Un no dalla parte dei diritti e della democrazia

pervenuta in redazione

PIOMBINO 29 novem­bre 2016 — In ques­ta cam­pagna ref­er­en­daria, irre­spon­s­abil­mente trasfor­ma­ta in una grave lac­er­azione del Paese, il mon­do dell’informazione ha assun­to preva­len­te­mente un atteggia­men­to fil­o­gov­er­na­ti­vo, dan­do spazio spes­so in modo acriti­co agli slo­gan facili e sem­plicis­ti­ci, alla dem­a­gogia del risparmio e del­la sem­pli­fi­cazione, alla mist­i­fi­cazione del­la gov­ern­abil­ità e del­la veloc­ità.
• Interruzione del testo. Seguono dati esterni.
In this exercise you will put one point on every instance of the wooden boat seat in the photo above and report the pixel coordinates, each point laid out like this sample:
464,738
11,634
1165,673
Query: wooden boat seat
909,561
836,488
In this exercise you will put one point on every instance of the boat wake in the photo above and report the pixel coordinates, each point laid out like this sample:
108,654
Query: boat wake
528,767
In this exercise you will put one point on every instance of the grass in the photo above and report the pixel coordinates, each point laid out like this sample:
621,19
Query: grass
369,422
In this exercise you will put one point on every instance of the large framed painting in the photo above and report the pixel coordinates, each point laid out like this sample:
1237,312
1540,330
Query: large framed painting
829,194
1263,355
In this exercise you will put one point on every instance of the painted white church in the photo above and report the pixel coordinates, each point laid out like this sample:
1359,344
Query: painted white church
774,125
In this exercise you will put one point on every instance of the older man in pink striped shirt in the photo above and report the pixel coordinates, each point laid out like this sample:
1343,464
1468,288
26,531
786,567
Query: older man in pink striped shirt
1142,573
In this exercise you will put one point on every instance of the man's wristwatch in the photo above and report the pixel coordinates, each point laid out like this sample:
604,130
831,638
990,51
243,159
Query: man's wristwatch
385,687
In realtà siamo di fronte a una rifor­ma che costerà di più ai cit­ta­di­ni in ter­mi­ni di dirit­ti e che ridur­rà gli spazi di democrazia, destrut­turan­do il par­la­men­to, inde­bolen­do gli organi di garanzia, colpen­do il dirit­to di voto e mor­ti­f­i­can­do le autonomie locali. Si è trascu­ra­to il sig­ni­fi­ca­to stori­co di questo pas­sag­gio, la neces­sità di un approc­cio con­di­vi­so al tema cos­ti­tuzionale. La Cos­ti­tuzione non si può cam­biare a colpi di mag­gio­ran­za, né sot­to det­tatu­ra del gov­er­no o di una parte polit­i­ca. Essa deve essere il frut­to di un proces­so con­di­vi­so, come è sta­to all’origine del­la Repub­bli­ca: chi par­la di “accoz­za­glia” dimen­ti­ca che le regole devono essere comu­ni, riconosciute dai diver­si schiera­men­ti e non imposte dal più forte.
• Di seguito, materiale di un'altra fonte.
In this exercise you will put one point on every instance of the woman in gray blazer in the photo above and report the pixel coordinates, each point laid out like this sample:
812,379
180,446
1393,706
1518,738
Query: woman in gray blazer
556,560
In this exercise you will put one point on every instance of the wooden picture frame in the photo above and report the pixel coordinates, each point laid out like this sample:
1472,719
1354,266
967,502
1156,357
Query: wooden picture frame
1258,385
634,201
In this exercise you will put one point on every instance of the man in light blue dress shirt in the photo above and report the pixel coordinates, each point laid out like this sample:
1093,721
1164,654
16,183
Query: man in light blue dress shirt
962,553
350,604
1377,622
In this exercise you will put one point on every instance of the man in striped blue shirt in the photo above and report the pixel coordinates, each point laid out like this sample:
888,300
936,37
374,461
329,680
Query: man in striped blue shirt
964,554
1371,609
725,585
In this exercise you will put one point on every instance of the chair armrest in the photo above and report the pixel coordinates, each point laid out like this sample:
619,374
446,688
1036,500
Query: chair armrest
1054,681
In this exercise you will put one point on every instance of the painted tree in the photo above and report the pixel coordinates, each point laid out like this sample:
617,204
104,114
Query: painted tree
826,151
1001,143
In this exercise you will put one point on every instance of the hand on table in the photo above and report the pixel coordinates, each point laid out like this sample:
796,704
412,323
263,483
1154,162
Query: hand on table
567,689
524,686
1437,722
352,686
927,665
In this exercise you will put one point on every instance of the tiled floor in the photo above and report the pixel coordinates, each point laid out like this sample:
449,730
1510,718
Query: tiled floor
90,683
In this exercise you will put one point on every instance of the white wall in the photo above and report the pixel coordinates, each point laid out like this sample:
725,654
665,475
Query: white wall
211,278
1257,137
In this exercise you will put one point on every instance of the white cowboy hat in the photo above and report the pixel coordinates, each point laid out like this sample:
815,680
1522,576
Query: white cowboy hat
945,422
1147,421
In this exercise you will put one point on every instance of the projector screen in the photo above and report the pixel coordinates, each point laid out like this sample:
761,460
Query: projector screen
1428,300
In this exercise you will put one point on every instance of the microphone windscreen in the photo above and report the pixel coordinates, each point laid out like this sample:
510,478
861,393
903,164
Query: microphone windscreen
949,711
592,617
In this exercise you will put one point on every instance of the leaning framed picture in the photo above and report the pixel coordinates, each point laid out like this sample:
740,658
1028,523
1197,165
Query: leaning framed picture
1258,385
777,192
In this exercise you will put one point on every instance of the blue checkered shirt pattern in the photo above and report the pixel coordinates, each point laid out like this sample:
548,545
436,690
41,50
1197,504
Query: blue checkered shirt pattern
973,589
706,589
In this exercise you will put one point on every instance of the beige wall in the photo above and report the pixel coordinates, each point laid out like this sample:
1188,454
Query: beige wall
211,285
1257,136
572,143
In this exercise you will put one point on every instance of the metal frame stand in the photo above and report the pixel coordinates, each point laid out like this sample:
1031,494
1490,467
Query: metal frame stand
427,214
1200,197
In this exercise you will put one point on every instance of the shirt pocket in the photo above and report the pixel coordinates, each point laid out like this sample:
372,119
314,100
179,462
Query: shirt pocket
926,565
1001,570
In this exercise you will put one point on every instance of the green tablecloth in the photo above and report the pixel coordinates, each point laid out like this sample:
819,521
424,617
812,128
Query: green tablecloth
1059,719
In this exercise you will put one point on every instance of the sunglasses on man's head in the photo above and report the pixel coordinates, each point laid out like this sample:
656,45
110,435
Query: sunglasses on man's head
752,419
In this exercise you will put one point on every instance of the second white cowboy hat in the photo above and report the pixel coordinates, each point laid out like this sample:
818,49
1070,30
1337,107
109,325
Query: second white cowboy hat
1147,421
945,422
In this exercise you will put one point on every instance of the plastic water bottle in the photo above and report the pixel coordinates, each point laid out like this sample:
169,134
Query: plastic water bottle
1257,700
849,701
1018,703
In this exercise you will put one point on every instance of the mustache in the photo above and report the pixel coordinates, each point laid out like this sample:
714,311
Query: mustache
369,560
Bisogna par­tire dalle vere moti­vazioni che Ren­zi e Boschi dichiararono all’inizio, quan­do pre­sen­tarono il dis­eg­no di legge: la Cos­ti­tuzione – dis­sero — deve cambiare a causa delle «sfide dell’internazionalizzazione dell’economia e dal muta­to con­testo del­la com­pe­tizione globale». Dunque una Repub­bli­ca che obbe­disce alle leg­gi del mer­ca­to e dei poteri for­ti e non più ai bisog­ni dei cit­ta­di­ni. Ques­ta rifor­ma è una brut­ta deri­va post­de­mo­c­ra­t­i­ca, che crea un quadro favorev­ole all’ulteriore riduzione delle tutele dei lavo­ra­tori e alla pri­va­tiz­zazione dei servizi e delle risorse pub­bliche. Tut­to il resto sono dis­cor­si buoni solo a cer­care con­sen­so, pub­blic­ità ingan­nev­ole a par­tire dal que­si­to ref­er­en­dario, che sem­bra fat­to appos­ta per con­fondere gli elet­tori.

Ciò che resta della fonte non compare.